To initiate the separation process, the parent group, which calls itself the Malibu Unified School Team, or MUST, needs to collect only signatures of a quarter of Malibu’s electorate or a majority of board member signatures, not both; either would send the petition to the county for review.

But MUST representatives told the board Thursday that they were going to collect both voter and board signatures, and were only asking the board to sign once the 25 percent voter signatures were collected.

“We determined that it would be foolish to proceed with this process without knowing that at least 25 percent of them [Malibu voters] would sign a petition,” MUST Treasurer Mitch Clarfield said. “We just want to make sure that everybody’s on board.”

MUST formed a few months ago, with the goal of making Malibu’s four schools into their own district, after an incident that pitted Malibu parents against Deasy led many Malibuites to believe they had little say in affairs of the joint district.

Malibu parents clashed with Deasy last winter over his proposal, which has been preliminarily adopted by the board, to place 15 percent of donations to schools into an “equity fund” that would be distributed throughout the district.

MUST President Tom Sorce said in an interview earlier in the summer that the gift policy itself was not a pivotal issue, but the16 or so parents were “energized” by the way Deasy handled the debate, in which many felt Malibu voices were ignored.

Sandy Thacker, MUST secretary, emphasized at the board meeting that MUST’s initiative to split from Santa Monica stemmed from a desire to have local control over Malibu students’ education, not from problems with Santa Monica.

Malibu students’ interests “must by nature come second” in the Santa Monica-Malibu district, Thacker said, because Malibu students make up less than 20 percent of the student population. “The majority must rule,” she said. “We know and acknowledge that you are not in any way at fault. You inherited a district that is flawed in its architecture.”

This is not the first time Malibu has tried to split from Santa Monica. In 1980 Malibu submitted a petition to the county but stopped the process when the county board voted against it.

At that time, the district board did what it seems poised to do now, took no position on the separation itself but supported the process.

There was also talk of a Malibu district at the time Malibu High was formed about 10 years ago, but people involved in that discussion said Malibuites concluded they did not have the facilities or tax base to support a district at that time.

MUST hired a former State Board of Education member to conduct a feasibility study over the past few months, and he concluded that Malibu now has adequate finances and meets the state’s other requirements to support its own district.

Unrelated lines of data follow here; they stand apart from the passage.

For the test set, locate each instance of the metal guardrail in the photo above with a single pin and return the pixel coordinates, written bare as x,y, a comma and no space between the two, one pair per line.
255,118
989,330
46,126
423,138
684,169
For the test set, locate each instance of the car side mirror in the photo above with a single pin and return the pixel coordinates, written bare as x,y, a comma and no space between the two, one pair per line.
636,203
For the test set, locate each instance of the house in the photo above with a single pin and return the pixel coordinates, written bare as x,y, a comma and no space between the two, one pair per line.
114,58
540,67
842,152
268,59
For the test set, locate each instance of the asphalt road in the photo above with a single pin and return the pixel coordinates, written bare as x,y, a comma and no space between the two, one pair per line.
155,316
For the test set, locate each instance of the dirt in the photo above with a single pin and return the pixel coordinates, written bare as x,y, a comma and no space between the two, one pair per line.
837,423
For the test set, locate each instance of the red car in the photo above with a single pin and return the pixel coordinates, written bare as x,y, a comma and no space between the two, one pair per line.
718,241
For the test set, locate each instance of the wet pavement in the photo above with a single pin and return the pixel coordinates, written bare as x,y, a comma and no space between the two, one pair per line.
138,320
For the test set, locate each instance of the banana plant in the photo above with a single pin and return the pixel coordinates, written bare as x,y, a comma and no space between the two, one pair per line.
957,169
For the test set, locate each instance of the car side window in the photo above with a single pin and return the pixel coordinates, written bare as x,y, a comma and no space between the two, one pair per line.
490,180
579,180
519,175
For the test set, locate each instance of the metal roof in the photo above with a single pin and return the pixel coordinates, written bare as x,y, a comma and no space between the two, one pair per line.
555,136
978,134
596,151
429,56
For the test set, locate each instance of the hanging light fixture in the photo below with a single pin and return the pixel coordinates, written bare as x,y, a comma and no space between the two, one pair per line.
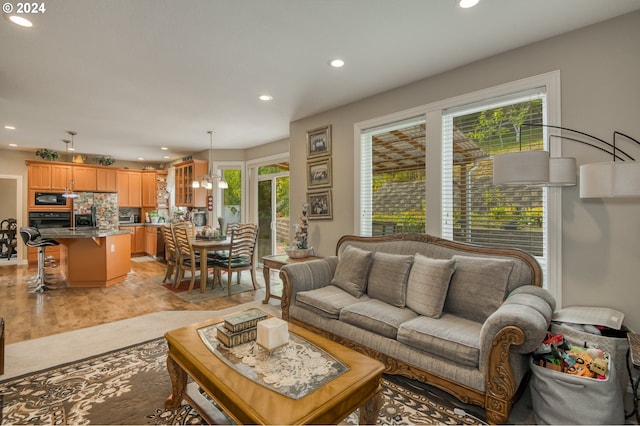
206,181
69,190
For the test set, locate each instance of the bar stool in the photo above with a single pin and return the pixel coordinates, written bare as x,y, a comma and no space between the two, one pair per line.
32,238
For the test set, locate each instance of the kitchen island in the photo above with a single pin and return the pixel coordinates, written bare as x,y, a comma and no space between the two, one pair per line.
91,257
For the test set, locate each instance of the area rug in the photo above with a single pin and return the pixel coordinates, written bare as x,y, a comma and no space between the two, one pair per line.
130,386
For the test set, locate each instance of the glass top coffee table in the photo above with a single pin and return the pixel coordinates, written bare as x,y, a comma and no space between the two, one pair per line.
314,380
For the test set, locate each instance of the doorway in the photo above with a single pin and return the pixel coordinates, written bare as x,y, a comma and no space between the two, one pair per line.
273,209
11,207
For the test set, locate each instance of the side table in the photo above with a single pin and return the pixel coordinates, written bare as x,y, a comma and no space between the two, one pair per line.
276,262
634,357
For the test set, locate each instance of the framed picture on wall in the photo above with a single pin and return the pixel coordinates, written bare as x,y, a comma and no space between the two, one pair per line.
319,203
319,173
319,142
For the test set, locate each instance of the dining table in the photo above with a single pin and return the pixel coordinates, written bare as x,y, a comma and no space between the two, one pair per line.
204,246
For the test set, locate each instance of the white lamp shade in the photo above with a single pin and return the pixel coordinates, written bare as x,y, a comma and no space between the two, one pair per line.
562,171
608,180
521,168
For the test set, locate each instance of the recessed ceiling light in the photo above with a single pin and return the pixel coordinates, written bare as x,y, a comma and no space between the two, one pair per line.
336,63
466,4
19,20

Deasy said Thursday that he had met with MUST representatives and believed the board should support the democratic process, as it did in 1980.

“I strongly recommend that a position of neutrality be taken throughout this process,” he said.

From the time MUST made its intentions public in July, Deasy has said the potential separation was a “citizen issue” and not something for school officials to decide.

“Since it’s apparent that the community of Malibu, or at least a segment thereof, wants to examine these issues, I suggest that nothing stand in the way of the democratic process,” he told the board Thursday.

The board members seemed to agree with Deasy’s sentiment.

Mike Jordan, the board’s only Malibu resident, said the discussion of separation, though it might be a difficult subject to broach, was “a dialogue that needs to go forward.”

“Even though we have a limited role [in the decision],” Jordan said, “I think it needs to go on the record that we support the people of Malibu.”

“I think it’s important that we support this process,” Vice Chair Emily Bloomfield said. “I also respect the fact that this group is going to the voters [to collect signatures] and really doing their due diligence.”

An update on special education programs was postponed until Sept. 9 at the request of parents who could not attend last week’s meeting.